Ohrimenko et al. used a secure implementation of MapReduce jobs and analyzed intermediate traffic between reducers and mappers [21]. They showed how an adversary observing the runs of typical jobs can infer precise information about the inputs. Xu et al. introduced controlled-channel attacks, which is a type of side-channel attack allowing an untrusted operating system to extract large amounts of sensitive information from protected applications [22]. Ohrimenko et al. discussed how machine learning algorithms data-oblivious algorithms can be exploited by various side-channels [23]. Consequently, they propose data-oblivious machine learning algorithms that prevent exploitation of side channels induced by memory, disk, and network accesses. Still, they note that side-channel attacks based on power and timing analysis are outside of the scope of their research.

Orthogonally to those works, we explore the problem of reverse engineering of neural networks from a more generic perspective and in a grey to black-box setting.
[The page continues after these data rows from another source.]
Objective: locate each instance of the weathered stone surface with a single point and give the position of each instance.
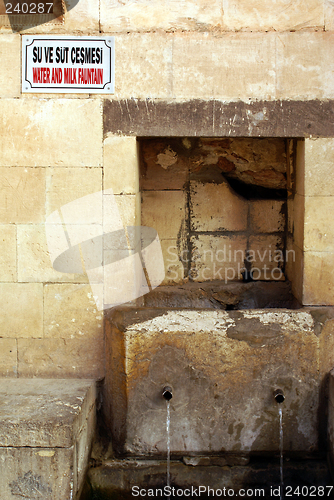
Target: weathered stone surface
(216, 67)
(117, 477)
(267, 216)
(261, 15)
(329, 15)
(152, 16)
(121, 169)
(8, 357)
(318, 274)
(36, 473)
(300, 167)
(8, 271)
(44, 413)
(305, 74)
(50, 126)
(318, 169)
(129, 207)
(261, 162)
(45, 436)
(21, 310)
(164, 165)
(175, 263)
(217, 257)
(266, 255)
(215, 295)
(318, 229)
(70, 313)
(215, 118)
(150, 58)
(84, 17)
(34, 261)
(229, 386)
(216, 207)
(61, 357)
(22, 195)
(299, 220)
(64, 185)
(294, 269)
(10, 64)
(165, 211)
(167, 162)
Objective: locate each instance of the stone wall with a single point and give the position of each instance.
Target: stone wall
(208, 230)
(55, 148)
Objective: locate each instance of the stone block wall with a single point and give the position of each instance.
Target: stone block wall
(55, 148)
(209, 230)
(310, 210)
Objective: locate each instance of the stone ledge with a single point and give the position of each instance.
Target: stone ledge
(216, 118)
(46, 431)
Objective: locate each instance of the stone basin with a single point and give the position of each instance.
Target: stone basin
(223, 367)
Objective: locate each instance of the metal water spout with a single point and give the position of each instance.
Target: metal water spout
(167, 393)
(279, 396)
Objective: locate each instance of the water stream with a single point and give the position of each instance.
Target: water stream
(281, 451)
(168, 442)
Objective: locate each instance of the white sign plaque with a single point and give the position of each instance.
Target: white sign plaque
(55, 64)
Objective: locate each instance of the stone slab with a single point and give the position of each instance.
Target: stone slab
(116, 478)
(223, 367)
(44, 413)
(215, 118)
(46, 432)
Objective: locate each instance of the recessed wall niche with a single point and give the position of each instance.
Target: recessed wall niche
(219, 206)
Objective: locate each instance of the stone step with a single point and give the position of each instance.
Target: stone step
(46, 431)
(130, 478)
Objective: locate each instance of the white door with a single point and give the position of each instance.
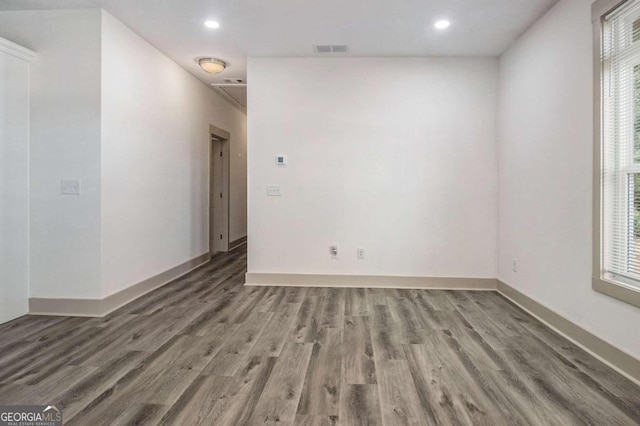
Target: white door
(14, 185)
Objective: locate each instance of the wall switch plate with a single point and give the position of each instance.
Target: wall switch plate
(274, 190)
(70, 187)
(281, 160)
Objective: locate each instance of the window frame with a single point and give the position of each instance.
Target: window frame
(618, 289)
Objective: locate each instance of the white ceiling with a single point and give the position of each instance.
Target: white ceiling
(292, 27)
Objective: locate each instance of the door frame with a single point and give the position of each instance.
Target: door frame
(219, 140)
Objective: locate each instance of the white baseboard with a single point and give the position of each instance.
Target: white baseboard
(101, 307)
(624, 363)
(372, 281)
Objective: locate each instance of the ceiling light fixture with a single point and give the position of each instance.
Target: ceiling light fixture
(442, 24)
(212, 65)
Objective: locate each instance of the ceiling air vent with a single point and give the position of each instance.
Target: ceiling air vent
(330, 48)
(234, 81)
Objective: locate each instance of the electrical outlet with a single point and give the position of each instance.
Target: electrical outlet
(274, 190)
(70, 187)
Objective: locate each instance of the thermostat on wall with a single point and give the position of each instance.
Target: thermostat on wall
(281, 160)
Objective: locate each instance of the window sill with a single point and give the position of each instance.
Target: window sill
(617, 290)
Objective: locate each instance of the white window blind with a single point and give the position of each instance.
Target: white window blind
(621, 144)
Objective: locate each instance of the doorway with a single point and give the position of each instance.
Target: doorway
(218, 190)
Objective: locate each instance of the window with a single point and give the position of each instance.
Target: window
(617, 150)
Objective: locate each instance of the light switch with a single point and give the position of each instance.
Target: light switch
(70, 187)
(274, 190)
(281, 160)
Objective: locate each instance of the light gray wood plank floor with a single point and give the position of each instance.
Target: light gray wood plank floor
(206, 350)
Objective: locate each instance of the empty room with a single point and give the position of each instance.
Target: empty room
(319, 213)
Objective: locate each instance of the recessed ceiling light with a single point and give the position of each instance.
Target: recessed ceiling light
(442, 24)
(212, 65)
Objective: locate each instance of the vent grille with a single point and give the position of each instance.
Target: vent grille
(234, 81)
(330, 48)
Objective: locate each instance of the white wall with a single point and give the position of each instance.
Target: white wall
(394, 155)
(545, 174)
(155, 160)
(65, 144)
(132, 126)
(14, 185)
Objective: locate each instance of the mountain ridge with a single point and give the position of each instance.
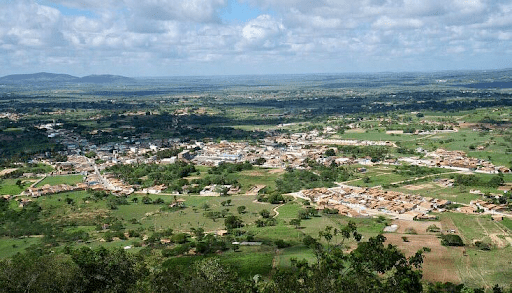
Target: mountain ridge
(57, 77)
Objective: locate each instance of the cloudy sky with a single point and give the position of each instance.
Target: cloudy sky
(212, 37)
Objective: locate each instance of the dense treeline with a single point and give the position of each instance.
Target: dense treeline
(476, 181)
(377, 153)
(153, 174)
(370, 267)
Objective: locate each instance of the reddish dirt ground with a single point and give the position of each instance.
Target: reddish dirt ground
(439, 263)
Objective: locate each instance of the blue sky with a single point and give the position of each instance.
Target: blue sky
(217, 37)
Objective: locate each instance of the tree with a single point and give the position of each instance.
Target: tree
(265, 214)
(330, 153)
(360, 270)
(147, 200)
(295, 222)
(105, 270)
(241, 209)
(233, 222)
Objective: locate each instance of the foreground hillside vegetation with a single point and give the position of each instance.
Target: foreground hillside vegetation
(278, 188)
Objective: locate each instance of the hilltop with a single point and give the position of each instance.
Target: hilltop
(45, 77)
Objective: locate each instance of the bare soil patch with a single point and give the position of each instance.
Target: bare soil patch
(439, 263)
(419, 226)
(356, 130)
(7, 171)
(276, 171)
(419, 186)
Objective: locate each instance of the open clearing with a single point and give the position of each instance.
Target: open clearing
(439, 263)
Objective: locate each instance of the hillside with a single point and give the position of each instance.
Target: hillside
(44, 77)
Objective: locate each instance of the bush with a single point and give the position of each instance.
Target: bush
(281, 243)
(451, 240)
(433, 228)
(483, 245)
(410, 231)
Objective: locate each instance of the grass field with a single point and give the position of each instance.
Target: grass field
(478, 267)
(11, 246)
(8, 186)
(56, 180)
To be specific, the closest previous works to ours have reverse engineered neural networks by using cache attacks which work on distinct CPUs and are basically micro-architectural attacks (although using timing side-channel). Our approach utilizes power side-channel on small embedded devices and it is supported by practical results obtained on a real-world architecture.

I-B Contribution and Organization

The main contributions of this paper are:

  1. We describe a full reverse engineering of neural network parameters based on side-channel analysis. A combination of side-channel leakages is used to recover key parameters i.e., activation function, pre-trained weights, number of hidden layers and neurons in each layer. The proposed attack does not need any information on the (sensitive) training data as that information is often not even available to the attacker. We emphasize that, for our attack to work, we require only the knowledge of some inputs/outputs and side-channel measurements, which is a standard assumption for side-channel attacks.
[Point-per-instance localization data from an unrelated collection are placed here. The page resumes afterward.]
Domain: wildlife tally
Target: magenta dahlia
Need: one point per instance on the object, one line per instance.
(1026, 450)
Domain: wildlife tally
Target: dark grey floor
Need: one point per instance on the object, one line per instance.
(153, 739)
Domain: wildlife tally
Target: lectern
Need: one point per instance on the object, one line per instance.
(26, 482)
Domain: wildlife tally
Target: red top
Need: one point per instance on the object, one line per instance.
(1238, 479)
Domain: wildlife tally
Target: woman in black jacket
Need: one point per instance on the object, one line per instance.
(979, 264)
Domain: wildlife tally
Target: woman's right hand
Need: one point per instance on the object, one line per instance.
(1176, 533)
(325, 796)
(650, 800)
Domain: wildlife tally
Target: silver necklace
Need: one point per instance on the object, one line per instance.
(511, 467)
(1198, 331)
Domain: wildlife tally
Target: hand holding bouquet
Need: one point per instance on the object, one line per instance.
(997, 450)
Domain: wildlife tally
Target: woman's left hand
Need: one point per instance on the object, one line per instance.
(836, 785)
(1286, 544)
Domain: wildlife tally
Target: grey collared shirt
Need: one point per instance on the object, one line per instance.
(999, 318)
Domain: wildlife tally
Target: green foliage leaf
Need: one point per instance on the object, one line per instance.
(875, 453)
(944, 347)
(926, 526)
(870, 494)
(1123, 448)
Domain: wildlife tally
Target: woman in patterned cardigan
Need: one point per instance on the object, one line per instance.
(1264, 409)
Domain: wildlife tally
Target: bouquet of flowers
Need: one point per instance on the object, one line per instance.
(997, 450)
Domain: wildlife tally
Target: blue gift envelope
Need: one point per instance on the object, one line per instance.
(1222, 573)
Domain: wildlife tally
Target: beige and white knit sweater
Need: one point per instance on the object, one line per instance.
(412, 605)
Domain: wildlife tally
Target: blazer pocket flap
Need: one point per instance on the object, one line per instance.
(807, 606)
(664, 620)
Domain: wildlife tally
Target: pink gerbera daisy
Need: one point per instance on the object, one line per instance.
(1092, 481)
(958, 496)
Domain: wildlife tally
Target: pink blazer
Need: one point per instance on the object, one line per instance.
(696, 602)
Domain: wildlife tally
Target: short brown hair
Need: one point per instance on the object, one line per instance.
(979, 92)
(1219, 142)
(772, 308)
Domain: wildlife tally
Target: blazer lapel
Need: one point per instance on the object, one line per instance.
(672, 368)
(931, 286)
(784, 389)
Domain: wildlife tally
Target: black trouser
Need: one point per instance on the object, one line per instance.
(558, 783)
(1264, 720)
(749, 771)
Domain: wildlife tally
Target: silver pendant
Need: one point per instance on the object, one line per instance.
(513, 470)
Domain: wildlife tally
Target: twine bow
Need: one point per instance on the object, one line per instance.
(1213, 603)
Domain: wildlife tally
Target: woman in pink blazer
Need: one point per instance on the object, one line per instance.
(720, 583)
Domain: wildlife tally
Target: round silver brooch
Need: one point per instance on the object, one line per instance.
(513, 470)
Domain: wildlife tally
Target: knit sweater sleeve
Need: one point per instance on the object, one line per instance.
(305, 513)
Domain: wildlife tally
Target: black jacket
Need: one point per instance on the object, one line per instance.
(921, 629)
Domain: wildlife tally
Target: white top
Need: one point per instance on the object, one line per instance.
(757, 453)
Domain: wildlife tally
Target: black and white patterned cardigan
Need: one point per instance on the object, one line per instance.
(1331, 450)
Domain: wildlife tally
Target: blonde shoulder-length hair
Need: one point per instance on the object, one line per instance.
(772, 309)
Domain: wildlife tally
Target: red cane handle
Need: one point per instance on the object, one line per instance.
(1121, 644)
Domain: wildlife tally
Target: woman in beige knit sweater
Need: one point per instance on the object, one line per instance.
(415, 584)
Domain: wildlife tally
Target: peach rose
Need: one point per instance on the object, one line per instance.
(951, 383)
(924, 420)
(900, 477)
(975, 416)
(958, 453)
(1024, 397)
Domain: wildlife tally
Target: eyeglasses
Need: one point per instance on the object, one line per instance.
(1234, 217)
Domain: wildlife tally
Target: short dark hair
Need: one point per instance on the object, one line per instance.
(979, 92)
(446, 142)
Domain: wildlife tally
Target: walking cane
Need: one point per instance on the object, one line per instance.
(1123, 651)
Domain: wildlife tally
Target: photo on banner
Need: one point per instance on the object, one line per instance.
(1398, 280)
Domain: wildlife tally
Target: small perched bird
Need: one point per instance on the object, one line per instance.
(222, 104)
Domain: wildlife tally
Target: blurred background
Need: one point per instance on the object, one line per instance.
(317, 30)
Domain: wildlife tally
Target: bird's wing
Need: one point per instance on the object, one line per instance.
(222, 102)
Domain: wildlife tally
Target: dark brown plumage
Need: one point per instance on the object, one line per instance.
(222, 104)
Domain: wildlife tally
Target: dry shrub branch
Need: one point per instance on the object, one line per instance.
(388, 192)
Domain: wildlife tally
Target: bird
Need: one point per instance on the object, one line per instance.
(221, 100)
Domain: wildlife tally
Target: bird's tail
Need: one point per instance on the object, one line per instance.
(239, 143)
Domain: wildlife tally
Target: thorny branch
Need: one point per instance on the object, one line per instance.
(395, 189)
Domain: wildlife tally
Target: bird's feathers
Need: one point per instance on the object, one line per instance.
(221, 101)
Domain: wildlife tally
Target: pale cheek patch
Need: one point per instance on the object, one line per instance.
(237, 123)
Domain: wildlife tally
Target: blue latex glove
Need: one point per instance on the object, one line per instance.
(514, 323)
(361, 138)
  2. All the proposed attacks are practically implemented and demonstrated on two distinct microcontrollers (i.e. 8-bit AVR and 32-bit ARM), allowing full reverse engineering of the network architecture.

  3. Further, a single trace input recovery attack has been proposed, which recovers a dataset when applied on the initial layers. This implies that the attacker can recover all the inputs tested with a known neural network, recovering each input from a single measurement. Such attacks can put user’s sensitive data at great risk.

  4. We highlight some interesting aspects of side-channel attacks when dealing with real numbers, unlike in everyday cryptography. For example, we show that even a side-channel attack that failed can provide sensitive information about the target due to precision error.

  5. Finally, we propose a number of mitigation techniques that will render side-channel attacks more difficult.

We emphasize again that the simplicity of our attack is its strongest point, as it minimizes the assumption on an adversary. This makes the underlying problem even more serious as the attack does not require any pre-processing, chosen-plaintext messages, etc.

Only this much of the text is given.